Thank you Sir, my best to you and everyone else here ..... Ummm ..... Is Laura gone yet?


----------



## inceptor (Nov 19, 2012)

Happy New Year y'all :tango_face_grin:


----------



## TG (Jul 28, 2014)

Beautiful photo  Happy New Year!


----------



## Mosinator762x54r (Nov 4, 2015)

Happy New Years to my PF brothers and sisters...

_*For auld lang syne,
We'll tak a cup o' kindness yet,
For auld lang syne*_


----------



## Denton (Sep 18, 2012)

Mosinator762x54r said:


> Happy New Years to my PF brothers and sisters...
> 
> _*For auld lang syne,
> We'll tak a cup o' kindness yet,
> For auld lang syne*_


Happy New Year, brother! It's good to see you!


----------



## Jackangus (Sep 1, 2016)

Happy new year fellas, from the NZ.


----------



## SGG (Nov 25, 2015)

Happy new year from Six Flags!


----------



## Prepared One (Nov 5, 2014)

Continued success to all in the coming new year. Happy New Years.


----------



## Smitty901 (Nov 16, 2012)

And it will get even better in 19 days.


----------



## bigwheel (Sep 22, 2014)




----------



## Smitty901 (Nov 16, 2012)

Well I got a ride in today.

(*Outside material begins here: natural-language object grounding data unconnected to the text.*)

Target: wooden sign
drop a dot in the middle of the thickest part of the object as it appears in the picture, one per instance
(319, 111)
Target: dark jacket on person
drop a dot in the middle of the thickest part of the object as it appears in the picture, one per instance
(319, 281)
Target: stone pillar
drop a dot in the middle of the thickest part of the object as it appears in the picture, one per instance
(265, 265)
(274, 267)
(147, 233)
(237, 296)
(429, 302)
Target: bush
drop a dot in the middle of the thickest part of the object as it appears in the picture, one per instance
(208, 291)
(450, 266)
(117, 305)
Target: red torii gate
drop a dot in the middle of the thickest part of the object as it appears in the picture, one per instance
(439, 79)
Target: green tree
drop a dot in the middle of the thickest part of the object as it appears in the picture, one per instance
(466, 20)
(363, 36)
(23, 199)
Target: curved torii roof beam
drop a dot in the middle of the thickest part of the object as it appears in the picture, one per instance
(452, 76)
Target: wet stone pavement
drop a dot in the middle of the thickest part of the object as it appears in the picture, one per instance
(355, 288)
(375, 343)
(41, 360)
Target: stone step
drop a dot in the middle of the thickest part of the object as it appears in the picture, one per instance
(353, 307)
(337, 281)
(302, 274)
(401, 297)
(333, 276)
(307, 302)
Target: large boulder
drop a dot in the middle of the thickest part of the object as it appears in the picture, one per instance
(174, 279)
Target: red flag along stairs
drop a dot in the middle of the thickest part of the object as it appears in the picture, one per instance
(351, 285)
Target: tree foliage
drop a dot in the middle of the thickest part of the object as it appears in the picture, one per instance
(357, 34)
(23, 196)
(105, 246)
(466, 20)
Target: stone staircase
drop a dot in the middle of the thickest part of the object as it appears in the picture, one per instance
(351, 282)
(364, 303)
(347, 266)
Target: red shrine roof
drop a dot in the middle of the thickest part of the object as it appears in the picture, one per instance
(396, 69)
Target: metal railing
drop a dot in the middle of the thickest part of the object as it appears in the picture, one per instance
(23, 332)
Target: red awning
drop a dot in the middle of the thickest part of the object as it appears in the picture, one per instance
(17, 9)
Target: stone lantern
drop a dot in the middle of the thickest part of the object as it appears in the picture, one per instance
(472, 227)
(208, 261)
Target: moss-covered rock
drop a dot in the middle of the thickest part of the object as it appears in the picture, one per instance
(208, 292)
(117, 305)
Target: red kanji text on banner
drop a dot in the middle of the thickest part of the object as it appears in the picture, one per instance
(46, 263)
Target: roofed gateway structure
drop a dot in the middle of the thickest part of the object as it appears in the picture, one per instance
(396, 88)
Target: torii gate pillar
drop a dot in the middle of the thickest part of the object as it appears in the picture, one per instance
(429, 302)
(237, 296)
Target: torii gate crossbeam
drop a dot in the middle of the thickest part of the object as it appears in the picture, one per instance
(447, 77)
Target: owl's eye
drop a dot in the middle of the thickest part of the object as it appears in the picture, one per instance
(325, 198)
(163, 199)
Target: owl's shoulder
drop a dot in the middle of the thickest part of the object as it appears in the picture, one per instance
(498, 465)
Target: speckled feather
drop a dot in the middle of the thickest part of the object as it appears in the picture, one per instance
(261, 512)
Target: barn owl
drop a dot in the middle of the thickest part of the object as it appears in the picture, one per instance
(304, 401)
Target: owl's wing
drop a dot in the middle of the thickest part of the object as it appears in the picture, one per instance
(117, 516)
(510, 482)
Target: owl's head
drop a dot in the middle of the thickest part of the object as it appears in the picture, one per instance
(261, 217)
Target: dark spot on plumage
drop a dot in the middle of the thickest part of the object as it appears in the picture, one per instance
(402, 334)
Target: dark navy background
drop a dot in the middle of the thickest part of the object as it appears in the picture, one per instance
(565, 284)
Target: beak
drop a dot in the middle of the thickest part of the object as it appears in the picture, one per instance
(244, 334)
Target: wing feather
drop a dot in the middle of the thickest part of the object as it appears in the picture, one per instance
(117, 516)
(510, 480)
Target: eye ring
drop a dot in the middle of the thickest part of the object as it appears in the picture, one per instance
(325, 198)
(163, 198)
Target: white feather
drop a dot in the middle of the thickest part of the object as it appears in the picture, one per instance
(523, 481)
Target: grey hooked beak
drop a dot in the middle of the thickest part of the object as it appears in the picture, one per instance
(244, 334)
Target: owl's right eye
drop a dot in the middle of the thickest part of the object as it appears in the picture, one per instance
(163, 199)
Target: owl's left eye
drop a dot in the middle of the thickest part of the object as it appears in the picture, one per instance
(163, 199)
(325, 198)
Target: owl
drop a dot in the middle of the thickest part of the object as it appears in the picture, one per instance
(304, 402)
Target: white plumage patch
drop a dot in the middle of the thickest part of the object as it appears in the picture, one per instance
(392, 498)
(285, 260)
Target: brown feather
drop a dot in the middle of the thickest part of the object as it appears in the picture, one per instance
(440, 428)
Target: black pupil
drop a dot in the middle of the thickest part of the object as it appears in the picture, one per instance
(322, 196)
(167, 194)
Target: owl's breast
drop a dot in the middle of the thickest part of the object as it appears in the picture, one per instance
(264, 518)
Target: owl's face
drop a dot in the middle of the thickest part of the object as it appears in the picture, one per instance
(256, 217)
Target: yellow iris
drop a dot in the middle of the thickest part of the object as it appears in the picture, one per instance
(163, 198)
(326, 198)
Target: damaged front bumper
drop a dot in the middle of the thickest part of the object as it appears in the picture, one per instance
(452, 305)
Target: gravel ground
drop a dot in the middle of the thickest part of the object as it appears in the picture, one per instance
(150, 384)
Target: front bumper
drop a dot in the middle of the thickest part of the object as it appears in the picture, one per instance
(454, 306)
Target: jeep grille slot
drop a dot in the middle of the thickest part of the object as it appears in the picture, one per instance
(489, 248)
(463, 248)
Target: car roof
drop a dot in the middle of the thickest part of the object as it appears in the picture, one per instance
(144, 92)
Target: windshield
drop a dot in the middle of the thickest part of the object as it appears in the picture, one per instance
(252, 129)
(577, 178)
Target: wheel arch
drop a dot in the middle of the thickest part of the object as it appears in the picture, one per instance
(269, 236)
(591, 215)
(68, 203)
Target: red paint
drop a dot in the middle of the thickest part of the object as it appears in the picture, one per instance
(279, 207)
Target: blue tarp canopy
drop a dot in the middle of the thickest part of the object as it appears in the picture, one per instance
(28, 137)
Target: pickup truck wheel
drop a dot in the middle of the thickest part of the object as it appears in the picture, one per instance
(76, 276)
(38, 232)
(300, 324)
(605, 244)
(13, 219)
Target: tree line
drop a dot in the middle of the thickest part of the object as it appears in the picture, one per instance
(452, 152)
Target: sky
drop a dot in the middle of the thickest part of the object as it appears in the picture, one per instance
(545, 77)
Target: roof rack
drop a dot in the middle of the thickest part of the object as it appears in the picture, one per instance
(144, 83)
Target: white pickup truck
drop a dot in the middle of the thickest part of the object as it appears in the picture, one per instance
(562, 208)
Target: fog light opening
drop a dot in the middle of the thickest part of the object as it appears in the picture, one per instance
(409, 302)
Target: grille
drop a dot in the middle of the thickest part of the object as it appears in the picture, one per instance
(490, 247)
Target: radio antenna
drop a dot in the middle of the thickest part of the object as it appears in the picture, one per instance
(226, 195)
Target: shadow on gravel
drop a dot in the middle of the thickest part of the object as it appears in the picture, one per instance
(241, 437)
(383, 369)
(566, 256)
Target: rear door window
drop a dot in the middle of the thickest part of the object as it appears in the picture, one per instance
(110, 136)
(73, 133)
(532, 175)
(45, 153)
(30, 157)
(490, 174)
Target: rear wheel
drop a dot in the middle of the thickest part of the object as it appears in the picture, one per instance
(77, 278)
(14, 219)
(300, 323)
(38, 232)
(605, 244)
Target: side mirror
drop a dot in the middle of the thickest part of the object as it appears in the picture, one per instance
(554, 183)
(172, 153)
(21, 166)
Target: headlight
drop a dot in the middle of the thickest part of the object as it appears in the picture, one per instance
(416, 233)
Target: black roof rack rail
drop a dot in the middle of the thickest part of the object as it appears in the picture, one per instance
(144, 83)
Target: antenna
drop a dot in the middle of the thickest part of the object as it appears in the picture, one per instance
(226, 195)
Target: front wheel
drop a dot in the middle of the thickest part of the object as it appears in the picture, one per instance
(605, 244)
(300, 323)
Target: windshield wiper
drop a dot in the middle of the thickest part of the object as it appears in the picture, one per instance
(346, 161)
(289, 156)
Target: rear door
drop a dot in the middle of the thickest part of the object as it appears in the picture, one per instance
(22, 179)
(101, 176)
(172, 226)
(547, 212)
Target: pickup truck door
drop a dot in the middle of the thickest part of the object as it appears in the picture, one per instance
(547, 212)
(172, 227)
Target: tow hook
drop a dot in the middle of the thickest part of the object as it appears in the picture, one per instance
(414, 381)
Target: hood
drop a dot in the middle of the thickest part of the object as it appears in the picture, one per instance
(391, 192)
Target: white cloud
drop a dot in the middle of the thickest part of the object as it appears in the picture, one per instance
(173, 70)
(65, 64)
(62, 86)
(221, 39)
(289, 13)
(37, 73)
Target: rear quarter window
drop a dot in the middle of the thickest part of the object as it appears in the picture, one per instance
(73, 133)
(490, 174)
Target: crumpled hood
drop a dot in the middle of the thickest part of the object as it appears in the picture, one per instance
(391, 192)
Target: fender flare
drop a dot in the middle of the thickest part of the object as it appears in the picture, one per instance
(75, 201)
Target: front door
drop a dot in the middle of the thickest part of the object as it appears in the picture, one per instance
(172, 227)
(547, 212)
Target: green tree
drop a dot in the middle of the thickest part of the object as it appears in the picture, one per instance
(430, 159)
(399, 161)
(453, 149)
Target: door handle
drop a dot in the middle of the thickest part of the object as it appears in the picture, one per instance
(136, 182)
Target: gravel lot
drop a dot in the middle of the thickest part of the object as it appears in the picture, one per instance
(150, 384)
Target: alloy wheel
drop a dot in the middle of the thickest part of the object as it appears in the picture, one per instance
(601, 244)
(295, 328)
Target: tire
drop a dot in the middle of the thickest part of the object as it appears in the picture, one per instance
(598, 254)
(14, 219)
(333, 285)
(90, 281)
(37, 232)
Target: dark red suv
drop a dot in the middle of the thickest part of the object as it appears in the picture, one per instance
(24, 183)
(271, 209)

Rolled the Fatboy with side car out. Got it fired up. made it down the frozen drive way to the road and off I went. This may not seem like a big deal to some. I have always tried to get a ride in at least once in every month of the year. Living in Wisconsin that does not come easy. Over the years it has meant riding in snow,Ice,cold rain even in 20 below . So far a ride at least once in every one of the last 12 months. To mark January off on the 1st is a good day.


----------



## chemikle (Feb 16, 2015)

Happy new year everyone ! I just woke up from 4 days of being drunk :tango_face_grin:


----------



## TG (Jul 28, 2014)

@chemikle გილოცავ ახალ წელს
Happy New Years


----------